Two major cases, driver-led lawsuits against Uber and Lyft, were set to help end the debate. But now that those lawsuits are headed toward settlement, will we ever get a definitive ruling on the issue?
Drivers Challenge Contractor Classification
With a few taps on your smartphone, you can hail a cab, have a bottle of booze delivered, or summon a dog walker to take out Fido when you have to work late. In the eyes of some, these drivers, couriers, and dog walkers are enterprising independent contractors, picking up a side job here and there. Hence the name the "gig economy."
But to a growing number of such workers, they are in fact employees. The distinction is significant, determining who pays for gas and vehicle maintenance, who covers employment taxes, or where liability falls when torts are committed on the job.
In the Uber and Lyft litigation, drivers had made similar claims regarding their classification. The companies exercised significant control over their activities, they said, rendering them employees. They pointed to company controls over their hours, their pay, and the way they complete their work.
When the lawsuits were first filed, with celebrated labor lawyer Shannon Liss-Riordan at the helm of each, commentators speculated that the suits could bring down the business model behind the gig economy.
That hasn't been the case just yet.
Settlements Put Off Final Ruling on Classification Question
Both Uber and Lyft moved quickly to settle the suits. In Uber's case, the company offered up to $100 million to end the litigation. Lyft followed a similar approach.

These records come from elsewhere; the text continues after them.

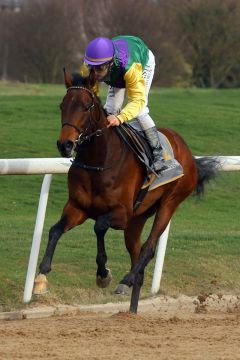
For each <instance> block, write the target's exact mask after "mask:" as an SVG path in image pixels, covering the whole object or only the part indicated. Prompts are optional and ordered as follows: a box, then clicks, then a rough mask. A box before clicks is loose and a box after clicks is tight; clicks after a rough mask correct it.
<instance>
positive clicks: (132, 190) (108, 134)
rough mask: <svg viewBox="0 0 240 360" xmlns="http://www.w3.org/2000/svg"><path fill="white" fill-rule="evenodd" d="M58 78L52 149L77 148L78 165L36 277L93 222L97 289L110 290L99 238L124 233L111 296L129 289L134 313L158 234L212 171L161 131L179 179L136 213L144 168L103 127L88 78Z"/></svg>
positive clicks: (75, 168)
mask: <svg viewBox="0 0 240 360" xmlns="http://www.w3.org/2000/svg"><path fill="white" fill-rule="evenodd" d="M64 79H65V85H66V89H67V92H66V95H65V96H64V98H63V100H62V103H61V105H60V109H61V118H62V120H61V121H62V129H61V132H60V135H59V139H58V141H57V146H58V149H59V151H60V154H61V155H62V156H63V157H71V156H72V152H73V150H74V149H75V148H76V149H75V150H76V158H75V161H74V163H73V164H72V166H71V167H70V169H69V172H68V189H69V198H68V201H67V203H66V205H65V207H64V209H63V212H62V216H61V218H60V220H59V221H58V222H57V223H56V224H55V225H54V226H53V227H52V228H51V229H50V231H49V240H48V244H47V248H46V251H45V254H44V257H43V260H42V262H41V264H40V266H39V270H40V276H46V274H47V273H49V271H50V270H51V262H52V257H53V253H54V250H55V248H56V245H57V242H58V240H59V238H60V236H61V235H62V234H63V233H66V232H67V231H69V230H70V229H72V228H74V227H75V226H77V225H80V224H82V223H83V222H84V221H85V220H86V219H88V218H91V219H93V220H95V225H94V231H95V234H96V238H97V257H96V263H97V274H96V276H97V285H98V286H100V287H106V286H108V284H109V283H110V281H111V273H110V270H109V269H107V268H106V262H107V255H106V251H105V245H104V236H105V234H106V232H107V230H108V229H109V228H113V229H122V230H124V238H125V245H126V248H127V250H128V252H129V254H130V258H131V269H130V271H129V273H127V274H126V275H125V276H124V277H123V279H122V280H121V281H120V283H119V285H118V287H117V289H116V290H115V292H116V293H121V294H122V293H127V292H128V291H129V289H130V288H131V287H132V294H131V301H130V311H131V312H133V313H136V312H137V308H138V301H139V295H140V290H141V287H142V284H143V279H144V270H145V267H146V266H147V264H148V263H149V261H150V260H151V259H152V258H153V257H154V253H155V249H156V245H157V241H158V239H159V237H160V235H161V234H162V233H163V232H164V230H165V228H166V226H167V225H168V223H169V221H170V219H171V217H172V215H173V213H174V212H175V210H176V209H177V207H178V206H179V204H181V202H182V201H184V200H185V199H186V198H187V197H188V196H189V195H190V194H191V193H192V192H194V191H196V192H197V193H198V194H202V193H203V190H204V183H205V182H206V181H208V180H210V179H212V178H213V177H214V176H215V175H216V172H217V164H216V162H214V161H210V160H209V159H207V158H200V159H195V158H194V157H193V155H192V153H191V151H190V149H189V148H188V146H187V144H186V143H185V141H184V140H183V139H182V137H181V136H180V135H178V134H177V133H176V132H175V131H173V130H170V129H160V131H161V132H162V133H163V134H165V135H166V136H167V138H168V140H169V142H170V143H171V146H172V148H173V152H174V156H175V158H176V159H177V160H178V162H179V163H180V164H181V165H182V167H183V171H184V176H183V177H181V178H179V179H177V180H175V181H173V182H170V183H168V184H165V185H163V186H160V187H158V188H156V189H154V190H152V191H150V192H148V193H147V195H146V196H145V198H144V200H143V202H142V203H141V205H140V206H139V207H138V208H137V209H136V210H135V209H134V202H135V200H136V197H137V195H138V193H139V191H140V189H141V187H142V185H143V179H144V169H143V165H142V164H141V163H140V161H139V159H138V158H137V157H136V155H135V154H134V153H133V152H132V151H131V149H130V148H128V147H127V146H126V144H125V143H124V141H123V139H121V138H120V136H119V135H118V133H117V132H116V129H115V128H114V127H110V128H108V127H107V118H106V113H105V111H104V109H103V107H102V105H101V102H100V100H99V98H98V97H97V96H96V95H95V94H94V93H93V91H92V90H91V88H92V85H93V84H91V80H90V78H88V79H84V78H80V77H79V76H78V77H76V76H75V77H74V76H72V75H70V74H68V73H66V72H65V71H64ZM76 144H77V145H76ZM152 215H155V218H154V221H153V225H152V229H151V231H150V234H149V236H148V238H147V240H146V241H145V242H144V243H143V245H141V240H140V236H141V233H142V230H143V227H144V224H145V222H146V221H147V219H148V218H149V217H150V216H152Z"/></svg>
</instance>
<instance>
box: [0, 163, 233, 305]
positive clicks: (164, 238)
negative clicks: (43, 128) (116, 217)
mask: <svg viewBox="0 0 240 360" xmlns="http://www.w3.org/2000/svg"><path fill="white" fill-rule="evenodd" d="M196 157H200V156H196ZM209 157H211V156H209ZM214 158H217V159H218V160H219V162H220V165H221V170H223V171H239V170H240V156H217V157H214ZM70 165H71V159H66V158H29V159H27V158H26V159H0V175H29V174H45V176H44V179H43V183H42V188H41V193H40V199H39V205H38V211H37V217H36V223H35V229H34V234H33V240H32V247H31V252H30V257H29V263H28V270H27V276H26V282H25V288H24V295H23V302H25V303H28V302H29V301H30V300H31V298H32V290H33V285H34V278H35V274H36V268H37V262H38V255H39V250H40V244H41V238H42V231H43V225H44V220H45V213H46V208H47V201H48V194H49V189H50V185H51V180H52V175H51V174H63V173H67V172H68V169H69V167H70ZM169 229H170V222H169V224H168V226H167V228H166V229H165V231H164V232H163V234H162V235H161V237H160V238H159V242H158V249H157V254H156V263H155V269H154V273H153V281H152V289H151V291H152V293H153V294H156V293H157V292H158V291H159V289H160V283H161V276H162V269H163V264H164V258H165V252H166V247H167V240H168V233H169Z"/></svg>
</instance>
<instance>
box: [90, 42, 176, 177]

Both Uber and Lyft's settlements were originally rejected. But after Lyft more than doubled its settlement offer, from $12.5 million to $27 million, the settlement was approved last Thursday by U.S. District Judge Vince Chhabria.
Under the terms of that settlement, Lyft will change parts of its driver terms of service, but the question about the driver's status will not be answered. "The agreement is not perfect," Judge Chhabria wrote. "And the status of Lyft drivers under California law remains uncertain going forward." That question "will have to wait for another day," according to Liss-Riordan.
Speaking of waiting, Uber drivers too must wait for the conclusion of their suit. The driver's lawsuit has been stayed since November, as Uber appeals a court ruling on its arbitration clause. In a separate lawsuit, the Ninth Circuit ruled that drivers must go to arbitration over their employment disputes.
For now, it looks like we won't be getting any definitive rulings on the independent contractor / employee issue. But "not today" doesn't mean never.